I don’t want to go to the funeral

…so why do I feel compelled to? Mike is going, Joe is going. They seem intent on going. Is it just me that doesn’t want to? We discussed the occasion of the funeral briefly on Thursday night before going to get a little bit drunk. The current plan is to make our way to Grimsby and then all travel to Nottingham together. We agreed to keep the trip there to a minimum. We’ll go to the funeral service, then to the wake to say hello to a few people, then we’ll leave.

Clean, simple, easy.

So the email I got this morning from Wife #3 should have been easy to reply to:

“Yes, we’ll be there on the day.

Thank you, good night.”

But I’m sat here and I’m thinking that I really do not want to go. Do I just not want to say goodbye? Do I feel as if I will be cheating on the relationship we did have by pretending it is something it was not? Have I become swept away with the idea of going on account of being there to meet Wife #3 and see my dead Father last week? I don’t have the answers.

I just text the boys to tell them that I’m not certain I want to attend the funeral. We’ll see what they come back with.

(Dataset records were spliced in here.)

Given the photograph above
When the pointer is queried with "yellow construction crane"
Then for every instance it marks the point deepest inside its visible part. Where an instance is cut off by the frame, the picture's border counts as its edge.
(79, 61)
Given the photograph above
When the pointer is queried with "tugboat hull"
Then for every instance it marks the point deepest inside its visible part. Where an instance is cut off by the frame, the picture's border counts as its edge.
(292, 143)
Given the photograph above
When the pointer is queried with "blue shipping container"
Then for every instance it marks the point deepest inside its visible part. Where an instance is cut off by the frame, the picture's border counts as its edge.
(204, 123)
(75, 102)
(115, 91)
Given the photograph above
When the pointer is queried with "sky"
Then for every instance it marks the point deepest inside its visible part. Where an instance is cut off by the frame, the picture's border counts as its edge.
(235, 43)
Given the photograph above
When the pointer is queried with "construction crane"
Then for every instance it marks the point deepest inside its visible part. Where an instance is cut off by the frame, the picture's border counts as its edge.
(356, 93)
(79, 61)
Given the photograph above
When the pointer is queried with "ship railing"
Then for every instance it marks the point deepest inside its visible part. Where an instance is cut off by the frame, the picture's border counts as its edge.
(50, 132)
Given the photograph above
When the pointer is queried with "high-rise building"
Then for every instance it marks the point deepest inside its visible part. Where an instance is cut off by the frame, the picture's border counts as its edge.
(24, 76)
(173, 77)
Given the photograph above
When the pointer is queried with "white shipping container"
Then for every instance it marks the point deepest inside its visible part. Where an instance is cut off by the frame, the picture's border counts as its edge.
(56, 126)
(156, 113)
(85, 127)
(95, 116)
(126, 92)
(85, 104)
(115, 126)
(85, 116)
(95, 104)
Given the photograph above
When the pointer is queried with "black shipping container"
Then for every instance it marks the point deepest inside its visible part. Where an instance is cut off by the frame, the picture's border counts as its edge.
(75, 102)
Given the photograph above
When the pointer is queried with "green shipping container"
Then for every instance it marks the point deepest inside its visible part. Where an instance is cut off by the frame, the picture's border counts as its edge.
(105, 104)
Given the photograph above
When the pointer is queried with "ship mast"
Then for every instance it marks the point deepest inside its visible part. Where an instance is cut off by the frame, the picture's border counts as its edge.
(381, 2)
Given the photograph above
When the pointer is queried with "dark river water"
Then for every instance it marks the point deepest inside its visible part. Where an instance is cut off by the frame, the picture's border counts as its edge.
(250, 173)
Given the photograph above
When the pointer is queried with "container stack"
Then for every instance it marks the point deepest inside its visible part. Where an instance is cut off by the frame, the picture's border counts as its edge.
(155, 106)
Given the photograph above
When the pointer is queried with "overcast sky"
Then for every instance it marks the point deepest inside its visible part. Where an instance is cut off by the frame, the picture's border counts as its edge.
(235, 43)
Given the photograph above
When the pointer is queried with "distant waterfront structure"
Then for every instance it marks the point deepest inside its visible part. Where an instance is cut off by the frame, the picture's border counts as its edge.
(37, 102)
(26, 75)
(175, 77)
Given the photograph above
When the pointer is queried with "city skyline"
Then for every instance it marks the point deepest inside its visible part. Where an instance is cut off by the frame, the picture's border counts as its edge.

3 thoughts on “I don’t want to go to the funeral

  1. Just out of curiosity, are you the oldest or youngest out of you and your brothers? That may have something to do with it, if you’re the eldest then you feel obliged to go to support your brothers (granted, you already do, but you’ll feel more obliged)..


  2. My first funeral experience was my granddad’s many years ago. I was told I had to go, that I had to travel in the mourning car with the other grandchildren, that I had to go to the wake, had to do this that etc. Controversially I refused – I didn’t want to do all those things and felt very uncomfortable being told I had to just because that’s how things are done. I did go to the funeral, but I went there alone, sat on my own, and did it my way. This wasn’t a very popular decision and I was made to feel like I was being deliberately awkward. Of course I wasn’t, I was simply dealing with things in a way that felt right to me, not someone else.

    Looking back I’m pleased I saw through the inevitable ‘noise’ that surrounds such emotionally charged events and went along to say my last goodbye to the old fool (he was) as that turned out to be important to me. Doing so in a Jason-shaped way was also important though, and I have no regrets about either.